Our hands are used in almost all daily activities, work or leisure. But, for some reason, we often overlook just how frequently our hands are used until they are injured.
According to the National Safety Council (NSC), the hands are involved in one of every five occupational injuries. This statistic really isn’t all that surprising once a worker stops to consider the array occupational hazards, such as tools, solvents, and chemicals, that are capable of causing burns, contusions, and lacerations to the hands. That said, workers can protect their hands and avoid a lot of unnecessary injuries by taking a few precautions.
Material Safety Data Sheet.
Hand Washing/Cleaning Procedures
Use mild soap and water to wash hands; dry them thoroughly.
Avoid harsh and abrasive cleaners.
When removing tar, grease, or paint, use a waterless cleaner.
Never wash hands with benzene, paint thinner, gasoline, or other harsh solvents.
Flush hands under running water for 20 minutes or longer after your hands come into contact with any corrosive chemical.
If a minor skin laceration occurs, wash it immediately and seek medical treatment.
Throw any frayed, tattered, or worn gloves away.
Never share gloves with co-workers.
Never immerse your hand in chemical agents, even if gloved.
Asbestos or leather gloves are used to protect against heat.
Neoprene or rubber gloves are used to protect against corrosive chemicals.
Cotton, leather, or PVC gloves are used to protect against abrasives.
Synthetic knit or cotton gloves with gripping dots are used when hand-grip is needed.
Kevlara, heavy leather, or metal-mesh gloves are used to help prevent cuts to the hand.

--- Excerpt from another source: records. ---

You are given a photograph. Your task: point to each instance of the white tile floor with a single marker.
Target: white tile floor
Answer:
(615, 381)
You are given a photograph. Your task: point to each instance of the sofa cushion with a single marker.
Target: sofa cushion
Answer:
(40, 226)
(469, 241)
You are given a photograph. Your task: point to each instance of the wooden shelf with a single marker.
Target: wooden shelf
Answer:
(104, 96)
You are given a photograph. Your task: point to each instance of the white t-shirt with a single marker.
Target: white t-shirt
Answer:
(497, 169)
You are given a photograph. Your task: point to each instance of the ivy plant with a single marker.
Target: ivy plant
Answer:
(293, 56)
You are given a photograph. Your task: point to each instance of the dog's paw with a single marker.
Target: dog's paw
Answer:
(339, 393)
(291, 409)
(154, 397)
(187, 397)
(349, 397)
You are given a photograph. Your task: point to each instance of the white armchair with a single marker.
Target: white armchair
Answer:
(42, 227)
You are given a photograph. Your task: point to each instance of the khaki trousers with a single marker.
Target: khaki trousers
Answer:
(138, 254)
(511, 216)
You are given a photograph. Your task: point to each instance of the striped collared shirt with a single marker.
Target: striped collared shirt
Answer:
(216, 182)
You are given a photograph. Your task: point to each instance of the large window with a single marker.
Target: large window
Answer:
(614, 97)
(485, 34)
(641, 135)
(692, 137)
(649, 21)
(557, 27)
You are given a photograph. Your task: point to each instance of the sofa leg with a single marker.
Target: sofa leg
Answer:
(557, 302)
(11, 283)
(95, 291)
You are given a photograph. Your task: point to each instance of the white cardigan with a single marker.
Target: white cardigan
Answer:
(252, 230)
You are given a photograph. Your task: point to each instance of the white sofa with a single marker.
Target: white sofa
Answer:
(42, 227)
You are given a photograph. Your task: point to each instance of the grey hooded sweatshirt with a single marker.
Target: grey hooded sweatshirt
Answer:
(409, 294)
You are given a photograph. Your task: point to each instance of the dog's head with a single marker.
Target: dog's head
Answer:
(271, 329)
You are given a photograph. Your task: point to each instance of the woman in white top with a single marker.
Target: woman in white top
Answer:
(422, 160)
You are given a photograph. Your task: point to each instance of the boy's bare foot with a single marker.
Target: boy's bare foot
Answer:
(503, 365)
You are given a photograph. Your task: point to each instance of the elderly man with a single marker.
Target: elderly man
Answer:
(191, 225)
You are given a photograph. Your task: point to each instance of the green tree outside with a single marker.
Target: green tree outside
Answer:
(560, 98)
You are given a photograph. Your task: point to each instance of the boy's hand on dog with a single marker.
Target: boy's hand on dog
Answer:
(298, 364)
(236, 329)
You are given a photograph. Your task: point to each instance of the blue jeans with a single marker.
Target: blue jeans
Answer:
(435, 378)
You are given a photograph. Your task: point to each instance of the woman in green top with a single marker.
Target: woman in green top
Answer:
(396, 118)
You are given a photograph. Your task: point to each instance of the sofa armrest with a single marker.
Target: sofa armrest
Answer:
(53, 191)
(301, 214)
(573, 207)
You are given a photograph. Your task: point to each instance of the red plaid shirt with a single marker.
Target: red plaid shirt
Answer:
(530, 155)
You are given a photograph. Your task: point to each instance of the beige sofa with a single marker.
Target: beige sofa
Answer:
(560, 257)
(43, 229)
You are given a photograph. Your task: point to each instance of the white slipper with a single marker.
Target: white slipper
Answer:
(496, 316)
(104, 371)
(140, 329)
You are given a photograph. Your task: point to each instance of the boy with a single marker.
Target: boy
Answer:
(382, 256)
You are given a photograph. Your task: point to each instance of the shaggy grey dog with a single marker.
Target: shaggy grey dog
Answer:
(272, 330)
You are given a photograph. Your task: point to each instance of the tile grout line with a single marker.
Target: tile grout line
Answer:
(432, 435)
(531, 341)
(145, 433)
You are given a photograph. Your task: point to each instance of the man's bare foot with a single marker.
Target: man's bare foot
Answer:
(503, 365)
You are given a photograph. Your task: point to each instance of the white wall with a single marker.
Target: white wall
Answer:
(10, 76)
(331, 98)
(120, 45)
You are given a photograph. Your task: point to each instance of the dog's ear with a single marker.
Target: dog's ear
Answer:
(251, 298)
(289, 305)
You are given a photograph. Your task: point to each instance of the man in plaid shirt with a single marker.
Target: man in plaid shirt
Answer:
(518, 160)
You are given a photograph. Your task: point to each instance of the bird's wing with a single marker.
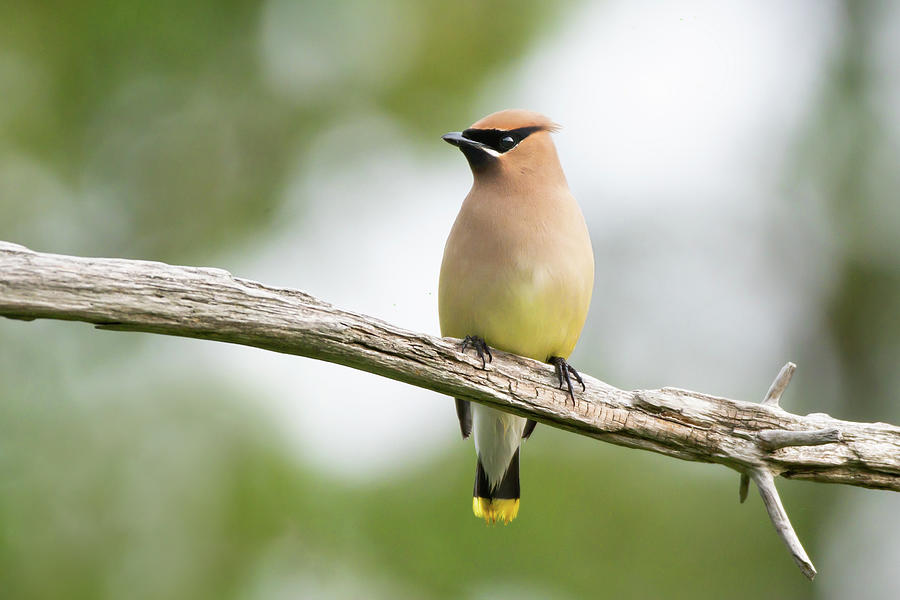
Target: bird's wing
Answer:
(529, 427)
(464, 414)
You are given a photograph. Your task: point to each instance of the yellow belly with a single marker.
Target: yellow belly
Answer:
(537, 312)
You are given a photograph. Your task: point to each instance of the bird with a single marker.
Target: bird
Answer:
(517, 275)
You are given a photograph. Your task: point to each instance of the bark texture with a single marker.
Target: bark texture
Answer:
(757, 439)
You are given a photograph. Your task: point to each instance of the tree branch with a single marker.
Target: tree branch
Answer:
(758, 440)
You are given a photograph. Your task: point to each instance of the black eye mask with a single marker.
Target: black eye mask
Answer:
(500, 140)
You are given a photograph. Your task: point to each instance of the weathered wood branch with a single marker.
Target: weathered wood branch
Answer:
(758, 440)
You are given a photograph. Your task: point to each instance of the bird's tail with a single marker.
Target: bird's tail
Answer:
(502, 502)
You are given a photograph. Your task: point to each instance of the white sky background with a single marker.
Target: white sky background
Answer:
(676, 123)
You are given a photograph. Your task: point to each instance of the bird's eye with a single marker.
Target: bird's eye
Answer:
(507, 143)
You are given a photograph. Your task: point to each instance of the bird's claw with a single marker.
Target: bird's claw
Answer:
(565, 372)
(480, 346)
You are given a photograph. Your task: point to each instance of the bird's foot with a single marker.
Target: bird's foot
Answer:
(480, 346)
(565, 372)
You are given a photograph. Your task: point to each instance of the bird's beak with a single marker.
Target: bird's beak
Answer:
(458, 139)
(474, 150)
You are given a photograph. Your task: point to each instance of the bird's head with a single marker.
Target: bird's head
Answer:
(509, 141)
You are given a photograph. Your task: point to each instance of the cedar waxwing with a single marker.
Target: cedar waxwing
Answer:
(517, 275)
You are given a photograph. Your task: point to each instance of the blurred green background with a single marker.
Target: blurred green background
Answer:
(737, 164)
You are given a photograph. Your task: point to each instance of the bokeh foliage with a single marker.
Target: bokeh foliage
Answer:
(166, 130)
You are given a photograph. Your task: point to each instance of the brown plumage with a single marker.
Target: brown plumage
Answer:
(517, 273)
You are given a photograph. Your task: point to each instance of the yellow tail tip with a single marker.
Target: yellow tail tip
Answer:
(497, 510)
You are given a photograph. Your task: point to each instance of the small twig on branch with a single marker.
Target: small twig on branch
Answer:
(757, 440)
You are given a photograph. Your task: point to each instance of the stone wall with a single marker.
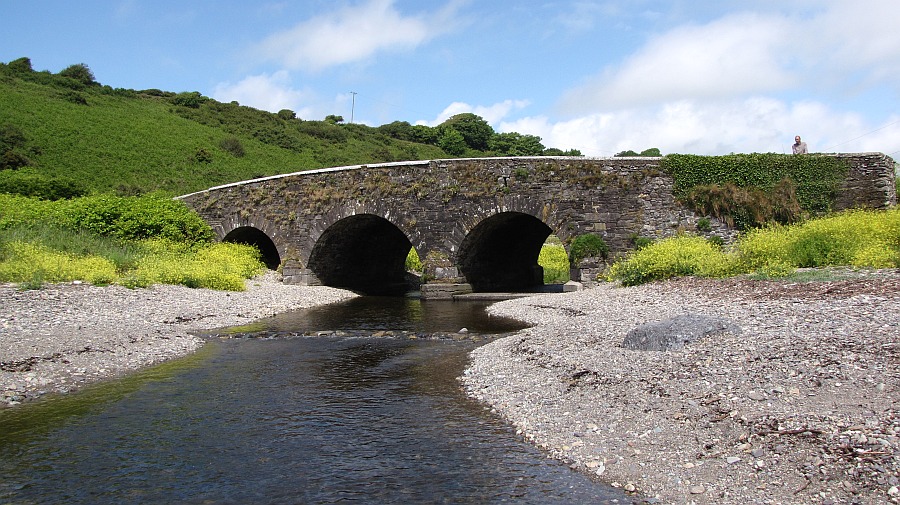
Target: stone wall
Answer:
(437, 204)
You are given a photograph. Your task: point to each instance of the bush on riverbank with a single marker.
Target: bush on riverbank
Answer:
(131, 241)
(555, 261)
(857, 238)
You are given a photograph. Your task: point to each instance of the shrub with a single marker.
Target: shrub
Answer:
(233, 146)
(555, 261)
(858, 238)
(74, 97)
(21, 66)
(287, 114)
(413, 263)
(640, 242)
(816, 178)
(222, 266)
(79, 72)
(135, 218)
(585, 246)
(746, 208)
(192, 99)
(38, 186)
(26, 261)
(203, 156)
(704, 225)
(671, 257)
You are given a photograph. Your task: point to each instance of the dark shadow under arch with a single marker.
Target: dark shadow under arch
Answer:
(501, 253)
(364, 253)
(256, 237)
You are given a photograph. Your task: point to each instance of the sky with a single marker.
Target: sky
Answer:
(601, 76)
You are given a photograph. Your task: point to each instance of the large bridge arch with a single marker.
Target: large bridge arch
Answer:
(362, 252)
(501, 253)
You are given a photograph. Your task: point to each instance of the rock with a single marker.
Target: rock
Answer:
(675, 333)
(572, 286)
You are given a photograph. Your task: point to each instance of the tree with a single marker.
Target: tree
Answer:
(21, 66)
(516, 144)
(452, 142)
(398, 129)
(424, 134)
(12, 148)
(287, 114)
(476, 131)
(79, 72)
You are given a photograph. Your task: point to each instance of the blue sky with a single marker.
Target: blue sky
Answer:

Never wear gloves with any metal features when working near electrical hazards.
Avoid wearing gloves around moving equipment.
Contusions and Lacerations
Safety guards should never be removed and a tool without the appropriate guard shouldn’t be used until it’s in proper working order.
Lockout equipment when making repairs or cleaning it.
Wear metal-mesh, leather, or Kevlara gloves when handling or operating sharp and bladed tools.
Don’t do a job if you don’t have the appropriate tool.
These simple safety precautions can help you keep one of your most important assets, your hands, intact.